Cet article résume les liens entre le sommeil et la performance sportive, l’impact du manque de sommeil sur l’effort perçu, et pourquoi le sommeil est une variable que les coachs ont tout intérêt à prendre en compte lorsqu’ils interprètent la réponse d’un athlète à l’entraînement.


Sommeil et adaptation

Le sommeil n’est pas séparé de l’entraînement. C’est la phase durant laquelle le corps effectue une grande partie du travail d’adaptation : synthèse des protéines, consolidation des schémas moteurs et régulation des hormones qui déterminent si une séance donnée produit une adaptation positive ou une fatigue accumulée.

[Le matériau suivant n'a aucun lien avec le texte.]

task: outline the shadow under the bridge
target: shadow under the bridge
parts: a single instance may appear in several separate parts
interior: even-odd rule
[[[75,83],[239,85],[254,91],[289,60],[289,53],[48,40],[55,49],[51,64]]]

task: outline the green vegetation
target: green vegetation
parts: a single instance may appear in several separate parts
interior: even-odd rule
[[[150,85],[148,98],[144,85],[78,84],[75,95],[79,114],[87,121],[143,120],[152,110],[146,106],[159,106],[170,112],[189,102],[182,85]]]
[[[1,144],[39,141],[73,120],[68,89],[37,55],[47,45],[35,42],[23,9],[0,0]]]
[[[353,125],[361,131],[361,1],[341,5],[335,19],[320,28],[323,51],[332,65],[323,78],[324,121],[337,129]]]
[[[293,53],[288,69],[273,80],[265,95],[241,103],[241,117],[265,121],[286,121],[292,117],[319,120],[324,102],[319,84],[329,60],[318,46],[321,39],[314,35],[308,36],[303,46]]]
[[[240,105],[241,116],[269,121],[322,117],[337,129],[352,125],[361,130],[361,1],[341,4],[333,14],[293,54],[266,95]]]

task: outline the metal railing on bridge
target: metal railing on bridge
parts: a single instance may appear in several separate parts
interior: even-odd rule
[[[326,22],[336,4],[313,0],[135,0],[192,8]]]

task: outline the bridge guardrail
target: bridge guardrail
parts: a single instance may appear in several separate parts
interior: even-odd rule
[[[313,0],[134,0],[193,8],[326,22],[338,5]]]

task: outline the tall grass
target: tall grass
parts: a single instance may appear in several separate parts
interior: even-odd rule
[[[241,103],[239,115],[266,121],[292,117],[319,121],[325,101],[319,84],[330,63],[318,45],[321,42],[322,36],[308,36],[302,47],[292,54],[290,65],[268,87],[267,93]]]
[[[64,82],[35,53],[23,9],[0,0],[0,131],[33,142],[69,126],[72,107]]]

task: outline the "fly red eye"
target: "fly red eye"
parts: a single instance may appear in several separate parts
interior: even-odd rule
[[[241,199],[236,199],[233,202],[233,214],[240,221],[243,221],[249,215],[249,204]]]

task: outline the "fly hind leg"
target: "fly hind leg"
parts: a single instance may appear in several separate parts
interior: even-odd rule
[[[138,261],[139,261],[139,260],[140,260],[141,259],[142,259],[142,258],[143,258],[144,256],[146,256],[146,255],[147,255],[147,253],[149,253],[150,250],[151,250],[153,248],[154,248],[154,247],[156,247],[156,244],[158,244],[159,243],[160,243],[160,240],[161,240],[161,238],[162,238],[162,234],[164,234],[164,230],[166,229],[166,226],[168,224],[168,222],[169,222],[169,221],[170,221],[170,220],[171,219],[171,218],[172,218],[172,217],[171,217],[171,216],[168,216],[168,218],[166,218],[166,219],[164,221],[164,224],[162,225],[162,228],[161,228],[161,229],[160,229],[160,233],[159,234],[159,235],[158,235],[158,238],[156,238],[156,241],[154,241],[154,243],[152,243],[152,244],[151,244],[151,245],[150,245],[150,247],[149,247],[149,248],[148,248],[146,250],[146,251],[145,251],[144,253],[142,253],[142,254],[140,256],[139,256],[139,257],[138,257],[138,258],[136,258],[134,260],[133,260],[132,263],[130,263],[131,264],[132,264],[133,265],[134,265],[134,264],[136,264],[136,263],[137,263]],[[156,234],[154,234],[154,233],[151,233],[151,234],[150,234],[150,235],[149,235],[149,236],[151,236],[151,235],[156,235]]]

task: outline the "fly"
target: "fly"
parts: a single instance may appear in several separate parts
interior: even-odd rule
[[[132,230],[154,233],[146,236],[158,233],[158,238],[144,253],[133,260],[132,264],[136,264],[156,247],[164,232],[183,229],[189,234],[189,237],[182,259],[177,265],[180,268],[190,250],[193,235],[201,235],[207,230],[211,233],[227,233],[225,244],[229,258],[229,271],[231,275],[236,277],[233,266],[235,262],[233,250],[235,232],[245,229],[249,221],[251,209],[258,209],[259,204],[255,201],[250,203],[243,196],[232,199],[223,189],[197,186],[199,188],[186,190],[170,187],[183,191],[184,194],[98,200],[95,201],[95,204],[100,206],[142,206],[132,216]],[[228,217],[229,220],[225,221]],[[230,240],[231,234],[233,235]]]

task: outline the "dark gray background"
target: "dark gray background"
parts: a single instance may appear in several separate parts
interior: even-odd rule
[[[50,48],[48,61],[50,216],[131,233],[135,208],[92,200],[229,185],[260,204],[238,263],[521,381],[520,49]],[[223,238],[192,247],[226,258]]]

Une revue systématique de 2025 publiée dans le Journal of Clinical Medicine décrit le sommeil comme central pour la régénération des tissus, l’adaptation à l’exercice et la prévention des blessures. Les auteurs rapportent que les perturbations de l’architecture du sommeil sont systématiquement associées à une réduction de la force musculaire, de la puissance et de la capacité d’endurance.

Le mécanisme est relativement bien compris. La majorité de l’hormone de croissance quotidienne est libérée pendant le sommeil profond à ondes lentes, et cette hormone soutient la synthèse des protéines musculaires et la réparation des tissus. Un sommeil réduit comprime la fenêtre durant laquelle cela se produit. En même temps, la restriction de sommeil est associée à une élévation du cortisol, une hormone catabolique, qui déplace davantage l’environnement de récupération vers un état de dégradation plutôt que d’adaptation.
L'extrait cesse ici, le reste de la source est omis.